„Sie haben aber auch nicht viele politisch organisierte
Leute auf ihrer Freundesliste, Frau Müller. So wird das nichts mit Ihren
Netzwerken.“
„Sie irren sich. Alle meine Bekannten sind in irgendeiner
Art und Weise höchst politisch unterwegs. Die eine rettet Tauben, der andere
Kinder. Die eine pflegt ihre Mutter, der andere kauft für die Nachbarin
wöchentlich mit ein. Der eine organisiert Kinderfeste, die andere begleitet
Menschen aufs Amt. Die eine hat immer ein offenes Ohr, der andere hilft dem
kranken Bauer die Ernte einzubringen.

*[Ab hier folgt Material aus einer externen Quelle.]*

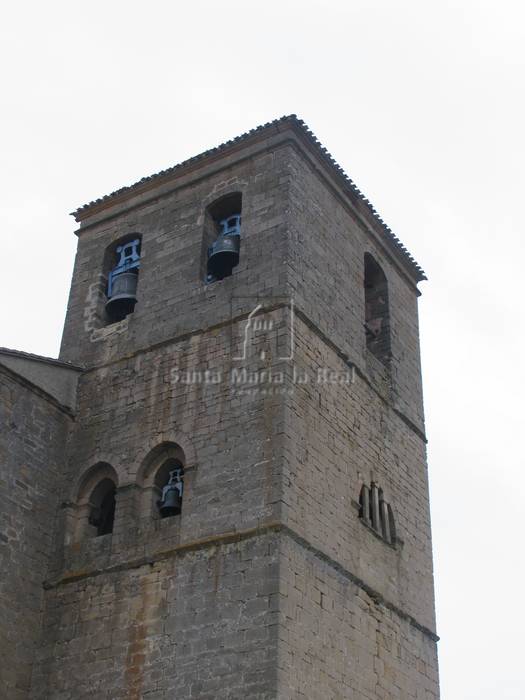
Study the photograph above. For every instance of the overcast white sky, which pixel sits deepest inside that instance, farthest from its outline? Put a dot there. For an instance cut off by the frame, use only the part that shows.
(423, 105)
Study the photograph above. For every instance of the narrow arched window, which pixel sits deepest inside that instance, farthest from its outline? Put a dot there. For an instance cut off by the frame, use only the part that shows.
(222, 237)
(377, 313)
(123, 274)
(102, 507)
(376, 513)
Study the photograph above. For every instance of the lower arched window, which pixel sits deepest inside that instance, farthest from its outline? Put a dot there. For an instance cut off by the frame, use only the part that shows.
(102, 507)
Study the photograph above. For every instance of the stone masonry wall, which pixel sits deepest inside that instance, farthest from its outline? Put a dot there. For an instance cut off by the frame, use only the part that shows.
(336, 641)
(343, 435)
(172, 296)
(267, 585)
(326, 277)
(200, 623)
(32, 447)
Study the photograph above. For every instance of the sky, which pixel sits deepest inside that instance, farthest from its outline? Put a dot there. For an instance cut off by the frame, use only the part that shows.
(423, 105)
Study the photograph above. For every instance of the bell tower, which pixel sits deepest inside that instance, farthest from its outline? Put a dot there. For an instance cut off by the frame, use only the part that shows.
(244, 504)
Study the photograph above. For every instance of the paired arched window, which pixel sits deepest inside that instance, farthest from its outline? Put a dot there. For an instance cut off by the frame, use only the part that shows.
(376, 513)
(161, 493)
(377, 312)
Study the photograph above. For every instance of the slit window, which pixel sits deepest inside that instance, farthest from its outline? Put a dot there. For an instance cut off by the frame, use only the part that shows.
(376, 513)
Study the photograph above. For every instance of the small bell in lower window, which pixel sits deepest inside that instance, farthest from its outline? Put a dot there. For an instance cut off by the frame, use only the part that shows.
(170, 502)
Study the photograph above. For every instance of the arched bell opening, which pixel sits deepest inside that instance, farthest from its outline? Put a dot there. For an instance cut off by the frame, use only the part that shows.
(169, 480)
(377, 311)
(92, 510)
(162, 481)
(122, 268)
(222, 237)
(102, 504)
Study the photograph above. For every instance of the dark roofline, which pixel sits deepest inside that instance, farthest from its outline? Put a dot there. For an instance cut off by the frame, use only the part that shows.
(362, 204)
(39, 358)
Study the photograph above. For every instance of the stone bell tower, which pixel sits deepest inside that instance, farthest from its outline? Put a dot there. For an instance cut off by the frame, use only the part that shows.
(243, 507)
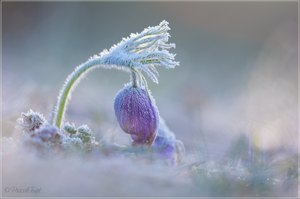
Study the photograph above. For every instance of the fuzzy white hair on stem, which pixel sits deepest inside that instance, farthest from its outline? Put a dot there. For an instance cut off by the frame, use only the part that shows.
(140, 52)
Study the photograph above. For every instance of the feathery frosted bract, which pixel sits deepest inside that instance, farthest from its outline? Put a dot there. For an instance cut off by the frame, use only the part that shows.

Die eine bietet Busfahrten in die Stadt
an, der andere zu Demos gegen rechts. Der eine ist bei der freiwilligen
Feuerwehr, die andere macht täglich Krankenbesuche. Der eine holt die Kinder
der kranken Nachbarin vom Kindergarten ab, die andere hängt Obst an den
Gartenzaun … . Könnte ich als so weiter machen.“
„Ein sehr altmodisches Bild von politischer Arbeit, Frau
Müller!“
„Alt? Nein, das ist die Basis von allem Guten in meiner
Welt. Ohne diese Menschen gäbe es nichts, für dass es sich lohnen würde zu
kämpfen und zu streiten. Sie sind der Boden und die Wurzeln jedweder
organisierten politischer Arbeit. Berufspolitiker wie Sie vergessen das oft und
immer öfter, oder hatten gar nie einen wirklichen Zugang dazu. Darum wird das
auch nichts mit Ihrer Partei.“
„Wir haben sehr viel erreicht in den letzten Jahren!“
„Ja klar. Gesichertes Einkommen vom Feinsten, neues Auto,
dreimal Urlaub im Jahr. Und die Frau Gemahlin trägt nur noch Designerklamotten.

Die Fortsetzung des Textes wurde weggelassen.